Jaime Hernandez, a defense lawyer for the former dictator, declared "this trial is political."

He stressed to AFP that his client "doesn't understand any imputation made against him -- if there is a conviction or acquittal, he wouldn't know."

Rios Montt, he said, was unable to rise from his bed in his home and was under the care of a nurse. Although he was able at times to speak, he was incapable of fluid communication, the lawyer said.

"There is no reason for this trial to happen," Hernandez added.

The lawyer suggested that the judges involved in the trial were seeking prominence internationally and in front of the section of the Guatemalan population thirsting for the prosecution of military leaders accused of rights violations during the civil war.

Soto rejected that latter point, saying the victims' relatives wanted justice, not revenge.

"The witnesses (in the first trial) were categoric in saying they were there seeking justice so that such acts are never again repeated," he said.

According to CALDH, four of the 100 witnesses from the first trial have since died of age-related illnesses.

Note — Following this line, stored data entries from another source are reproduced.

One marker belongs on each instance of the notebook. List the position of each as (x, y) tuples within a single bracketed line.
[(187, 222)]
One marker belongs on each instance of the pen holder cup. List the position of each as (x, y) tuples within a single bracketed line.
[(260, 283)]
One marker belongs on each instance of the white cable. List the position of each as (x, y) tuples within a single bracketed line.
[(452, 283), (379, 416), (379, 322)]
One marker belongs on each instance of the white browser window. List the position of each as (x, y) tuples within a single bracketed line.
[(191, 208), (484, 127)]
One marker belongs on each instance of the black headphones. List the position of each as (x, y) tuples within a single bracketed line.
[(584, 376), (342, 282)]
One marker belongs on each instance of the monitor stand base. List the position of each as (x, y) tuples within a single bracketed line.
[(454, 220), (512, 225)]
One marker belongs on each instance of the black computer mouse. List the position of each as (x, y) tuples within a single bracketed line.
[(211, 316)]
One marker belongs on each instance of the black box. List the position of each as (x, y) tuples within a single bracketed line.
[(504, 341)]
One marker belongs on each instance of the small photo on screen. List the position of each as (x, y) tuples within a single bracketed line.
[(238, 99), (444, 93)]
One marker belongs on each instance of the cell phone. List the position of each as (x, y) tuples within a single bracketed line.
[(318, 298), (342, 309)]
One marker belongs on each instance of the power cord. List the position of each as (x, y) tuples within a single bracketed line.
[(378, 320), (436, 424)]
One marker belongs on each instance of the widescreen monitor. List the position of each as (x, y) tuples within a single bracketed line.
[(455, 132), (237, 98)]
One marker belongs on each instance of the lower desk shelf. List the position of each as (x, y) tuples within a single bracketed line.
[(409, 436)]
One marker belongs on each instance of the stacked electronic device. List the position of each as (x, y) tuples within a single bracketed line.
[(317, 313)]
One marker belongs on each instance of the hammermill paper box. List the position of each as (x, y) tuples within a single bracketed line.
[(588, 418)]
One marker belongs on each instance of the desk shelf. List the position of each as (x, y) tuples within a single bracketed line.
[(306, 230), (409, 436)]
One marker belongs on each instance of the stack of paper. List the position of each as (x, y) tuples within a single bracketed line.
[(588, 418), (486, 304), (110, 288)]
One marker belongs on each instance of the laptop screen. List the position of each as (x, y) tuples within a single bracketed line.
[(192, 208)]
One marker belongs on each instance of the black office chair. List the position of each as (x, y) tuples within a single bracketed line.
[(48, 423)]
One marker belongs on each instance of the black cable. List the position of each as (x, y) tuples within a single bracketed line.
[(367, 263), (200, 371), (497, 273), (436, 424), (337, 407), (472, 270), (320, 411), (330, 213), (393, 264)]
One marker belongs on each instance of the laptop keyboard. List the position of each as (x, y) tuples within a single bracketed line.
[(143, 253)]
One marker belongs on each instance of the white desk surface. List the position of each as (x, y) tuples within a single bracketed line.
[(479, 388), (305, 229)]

The testimonies are key in backing nearly 900 pieces of evidence including military documents, reports and expert accounts.

- Other cases -

At the same time as the closed-door case, the same court is meant to conduct a public trial against Rios Montt's former military intelligence chief, Jose Rodriguez.

However, defense and prosecution attorneys are worried that the special nature of the ex-dictator's trial could raise legal complications in that matter.

Soto and Hernandez said they hoped that the judges would clarify the situation to prevent verdicts being subsequently reversed or annulled.

Eighteen other retired military officers have been sentenced for at least 88 massacres committed during the civil war.

Among them is Benedicto Lucas Garcia, the former armed forces chief during the 1978-1982 presidency of his brother Fernando Romeo Lucas Garcia, during whose US-backed rule 93 percent of the atrocities attributed to the military were carried out.

Rios Montt in March 1982 deposed Lucas Garcia, who went on to die in exile in Venezuela in 2006 aged 81 and suffering from Alzheimer's.